A worker uses a thermometer to check the temperature of a customer as she enters a Starbucks shop as the country is hit by an outbreak of the new coronavirus, in Beijing, China January 30, 2020.

Starbucks on Wednesday announced that it expects its fiscal second-quarter earnings to be cut nearly in half as the coronavirus pandemic causes sales to plunge in its two largest markets.

The company's stock fell 2% in extended trading. Shares, which have a market value of $84 billion, have fallen 18% so far in 2020, as of Wednesday's close.

Starbucks said it expects to earn 28 cents in the second quarter.

"This includes inventory write-offs, honoring supplier obligations, store safety-related items, asset impairments and preliminary estimates of certain government stimulus program benefits," the company said.

On an adjusted basis, earnings per share will be 32 cents, down from 60 cents per share in the year-ago period.

The global coffee chain also withdrew its outlook for fiscal 2020, citing the "dynamic nature" of the coronavirus crisis. Its fiscal 2020 revenue was expected to rise between 6% and 8% and global same-store sales growth was forecast to be in a range of 3% to 4%.

Starbucks said that U.S. same-store sales fell 3% during the quarter, "reflecting the very rapid onset of COVID-19 business impacts in the final three weeks of the quarter." In the quarter up to March 11, U.S. same-store sales grew 8%.

But U.S. sales for the Seattle-based chain began to decline on March 12 and steadily worsened as it moved to serving only via drive-thru and delivery.
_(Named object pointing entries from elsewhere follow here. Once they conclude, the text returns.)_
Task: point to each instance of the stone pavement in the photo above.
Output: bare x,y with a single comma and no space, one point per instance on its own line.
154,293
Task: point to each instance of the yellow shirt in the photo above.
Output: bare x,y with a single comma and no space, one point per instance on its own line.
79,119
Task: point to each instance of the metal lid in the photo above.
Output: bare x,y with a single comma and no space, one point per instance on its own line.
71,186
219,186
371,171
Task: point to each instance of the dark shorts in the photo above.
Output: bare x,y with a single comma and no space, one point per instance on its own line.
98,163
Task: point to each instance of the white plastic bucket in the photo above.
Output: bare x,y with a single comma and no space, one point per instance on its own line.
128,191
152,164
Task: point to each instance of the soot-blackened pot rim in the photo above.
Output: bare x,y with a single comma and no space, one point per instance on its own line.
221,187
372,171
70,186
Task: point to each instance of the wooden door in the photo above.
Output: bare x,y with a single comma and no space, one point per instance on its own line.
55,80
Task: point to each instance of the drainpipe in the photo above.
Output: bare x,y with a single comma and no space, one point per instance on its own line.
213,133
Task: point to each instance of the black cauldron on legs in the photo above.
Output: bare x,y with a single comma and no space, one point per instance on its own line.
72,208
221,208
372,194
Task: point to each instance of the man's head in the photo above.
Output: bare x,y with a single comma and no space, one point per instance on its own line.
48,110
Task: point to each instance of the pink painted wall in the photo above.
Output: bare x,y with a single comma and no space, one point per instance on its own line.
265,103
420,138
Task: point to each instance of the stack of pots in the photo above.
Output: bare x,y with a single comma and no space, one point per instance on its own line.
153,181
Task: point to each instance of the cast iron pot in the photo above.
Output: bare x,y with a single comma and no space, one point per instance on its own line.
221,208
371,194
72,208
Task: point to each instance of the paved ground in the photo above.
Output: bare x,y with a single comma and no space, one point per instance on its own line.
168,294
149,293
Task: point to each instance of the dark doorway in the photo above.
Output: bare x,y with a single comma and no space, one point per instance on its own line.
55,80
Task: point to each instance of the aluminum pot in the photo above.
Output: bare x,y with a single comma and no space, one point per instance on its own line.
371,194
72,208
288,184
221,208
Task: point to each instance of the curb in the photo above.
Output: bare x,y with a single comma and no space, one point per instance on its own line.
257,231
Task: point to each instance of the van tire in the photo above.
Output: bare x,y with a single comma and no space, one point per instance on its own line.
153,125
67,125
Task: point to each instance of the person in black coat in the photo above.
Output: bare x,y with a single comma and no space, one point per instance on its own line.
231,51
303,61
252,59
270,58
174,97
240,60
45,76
In the last week of the month, same-store sales plummeted between 60% to 70%. 

U.S. and Canadian employees will continue to be paid through May 3, even if baristas are not working. Employees who do work will receive an extra $3 per hour. 

In China, Starbucks' second-largest market, same-store sales plunged 50% during the second quarter. The company cited temporary closures, reduced hours and the drop in customer traffic. Same-store sales have been improving since they plummeted 90% in mid-February as the country slowly returns to a new normal. In the last week of March, same-store sales declined by 42% in China.

"While all of these trends are positive and we are optimistic they will continue, future progress may not be linear and will be impacted by prevailing, external conditions and local safety guidelines," CEO Kevin Johnson and CFO Pat Grismer wrote in a letter to stakeholders.

All told, Starbucks estimates that the disruption to its Chinese business related to the virus hit second-quarter earnings by a range of 15 cents to 18 cents.

The company also said that it is pausing its buyback program. Johnson defended the program in mid-March after the company's board authorized the repurchase of up to 40 million shares. Starbucks does not foresee that it will reduce its dividend.

"Given our financial strength as an enterprise, we are confident that we will be able to maintain appropriate liquidity as we manage through the current crisis," Johnson and Grismer wrote.

The coffee chain will report its full second-quarter results on April 28.